The ANC-led Buffalo City Municipality continues to fail its residents through shocking neglect of critical maintenance, refurbishment, and replacement of electricity infrastructure. The metro also fails to provide enough staff and vehicles to conduct service delivery and ultimately adds to harsh living conditions and a local economic decline.
In a reply to questions asked by the DA in the Eastern Cape Provincial Legislature, the MEC for Cooperative Governance and Traditional Affairs (CoGTA), Zolile Williams, confirmed that the electricity infrastructure backlog for the municipality is estimated to be R565 million.
Last month the municipality resubmitted its municipal Electricity & Energy Business Turnaround Strategy (2024–2027) to National Treasury. This followed the municipal strategy submitted to National Treasury in October 2024, which was found not to be fully compliant.
I will now write to National Treasury to request their feedback on the latest plan put forward by the municipality.
The electricity crisis in the metro is nothing short of a nightmare:
- The backlog in replacing and refurbishing essential networks, including low, medium, and high voltage cables, highlights the municipality’s failure to invest in future energy infrastructure.
- Financial waste and inefficiencies have led to the metro’s inability to adequately fund the Electricity & Energy Department.
- The backlog will take over eight years to address, despite a R173.6 million capital expenditure budget, leaving residents and businesses with an unreliable power supply and frequent outages.
- The failure to enforce bylaws against illegal connections has caused a R273 million loss in just six months, with over 24 000 tampered meters, resulting in 29% energy loss.
- Critical vacant positions and a collapsed vehicle fleet show a crisis in leadership and oversight, with only eight out of 80 department vehicles operational for a 2,536 km² area.
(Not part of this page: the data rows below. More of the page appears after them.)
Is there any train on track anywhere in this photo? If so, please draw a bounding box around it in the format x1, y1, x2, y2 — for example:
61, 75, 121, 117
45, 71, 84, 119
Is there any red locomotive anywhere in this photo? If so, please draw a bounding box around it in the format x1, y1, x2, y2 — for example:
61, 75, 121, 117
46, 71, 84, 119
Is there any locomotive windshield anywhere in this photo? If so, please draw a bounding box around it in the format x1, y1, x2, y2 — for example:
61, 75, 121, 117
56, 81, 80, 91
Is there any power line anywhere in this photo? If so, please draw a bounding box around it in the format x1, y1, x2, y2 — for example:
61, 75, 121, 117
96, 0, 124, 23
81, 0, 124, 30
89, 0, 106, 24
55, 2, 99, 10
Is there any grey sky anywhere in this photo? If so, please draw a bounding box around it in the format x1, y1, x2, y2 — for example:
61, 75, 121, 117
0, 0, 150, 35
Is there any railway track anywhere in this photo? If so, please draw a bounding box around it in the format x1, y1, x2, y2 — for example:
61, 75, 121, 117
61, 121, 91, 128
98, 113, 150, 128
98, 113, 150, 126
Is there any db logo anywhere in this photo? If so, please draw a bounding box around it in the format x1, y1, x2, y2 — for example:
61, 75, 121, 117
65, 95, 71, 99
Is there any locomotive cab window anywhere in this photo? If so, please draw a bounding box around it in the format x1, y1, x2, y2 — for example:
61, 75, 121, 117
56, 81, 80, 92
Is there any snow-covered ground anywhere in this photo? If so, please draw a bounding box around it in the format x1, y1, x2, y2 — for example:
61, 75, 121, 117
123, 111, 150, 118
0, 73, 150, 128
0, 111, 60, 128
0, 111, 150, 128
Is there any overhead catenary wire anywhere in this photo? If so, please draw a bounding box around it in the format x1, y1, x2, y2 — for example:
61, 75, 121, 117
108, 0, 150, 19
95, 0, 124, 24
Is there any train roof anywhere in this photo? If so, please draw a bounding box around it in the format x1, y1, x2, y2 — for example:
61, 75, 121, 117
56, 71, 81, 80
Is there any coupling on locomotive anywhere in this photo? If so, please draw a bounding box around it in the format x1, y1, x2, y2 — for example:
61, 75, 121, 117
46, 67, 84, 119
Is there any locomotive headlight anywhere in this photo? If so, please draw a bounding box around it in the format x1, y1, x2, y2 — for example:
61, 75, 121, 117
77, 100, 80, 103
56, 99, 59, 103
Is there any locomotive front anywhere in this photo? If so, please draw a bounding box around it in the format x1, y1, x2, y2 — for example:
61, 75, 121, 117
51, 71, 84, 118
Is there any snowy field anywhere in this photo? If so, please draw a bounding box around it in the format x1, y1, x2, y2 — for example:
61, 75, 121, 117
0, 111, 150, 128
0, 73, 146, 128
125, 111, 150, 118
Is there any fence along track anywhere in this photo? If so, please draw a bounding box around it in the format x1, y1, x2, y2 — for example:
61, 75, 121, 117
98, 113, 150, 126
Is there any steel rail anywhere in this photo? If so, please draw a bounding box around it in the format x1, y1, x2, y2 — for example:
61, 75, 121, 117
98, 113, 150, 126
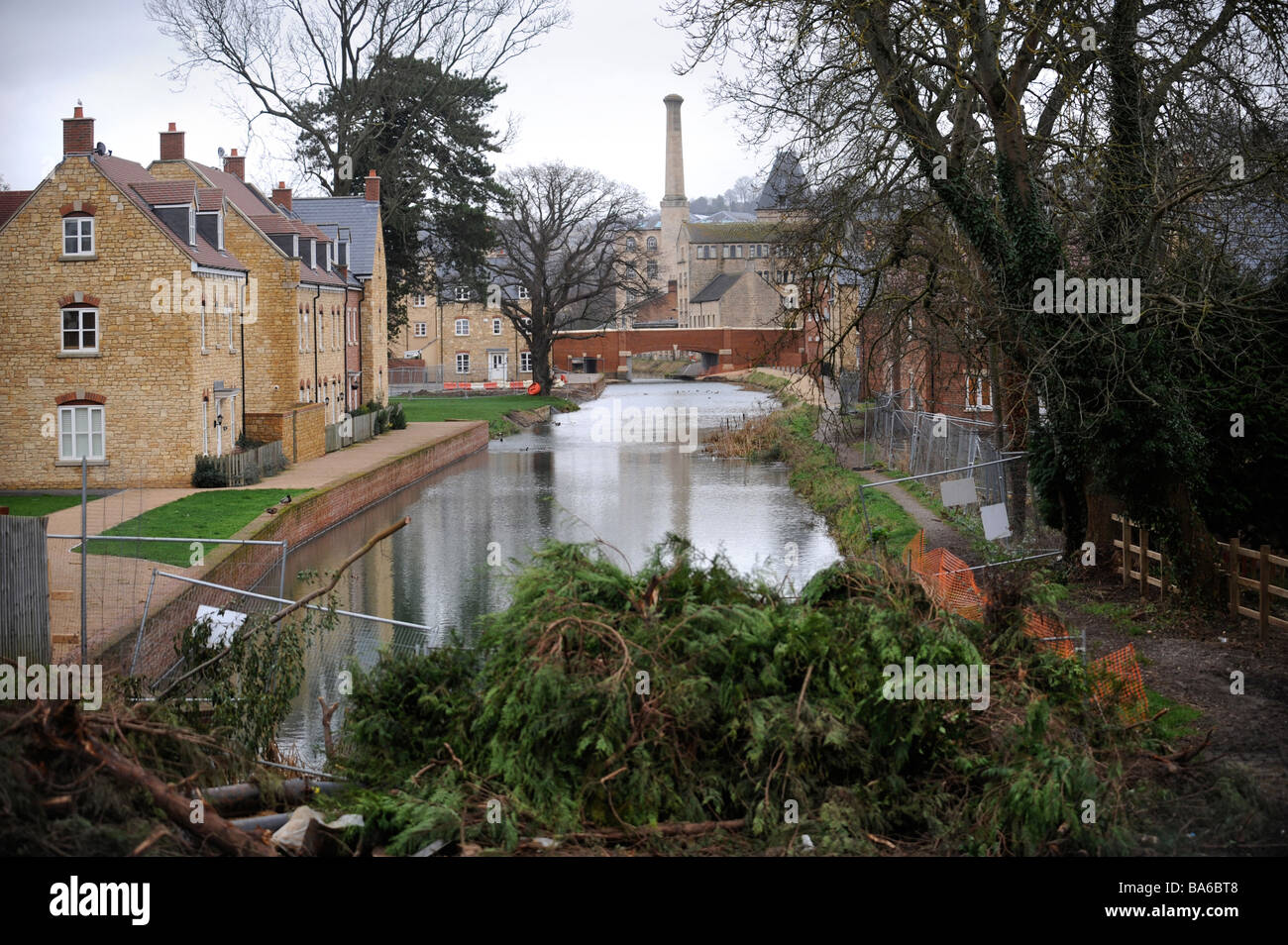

This is not just a financial crisis but a failure of ANC local governance, more focused on factional battles than service delivery.
The DA will, through our public representatives, demand an update in Council on the state of the turnaround strategy.
Additionally, we will continue to mobilise residents to sign our petition, calling on the metro to implement comprehensive interventions to fix the electricity department and, ultimately, stabilise tariffs.
The DA demands a well-run Buffalo City electricity department that delivers, not one that punishes the people with inefficiencies and waste.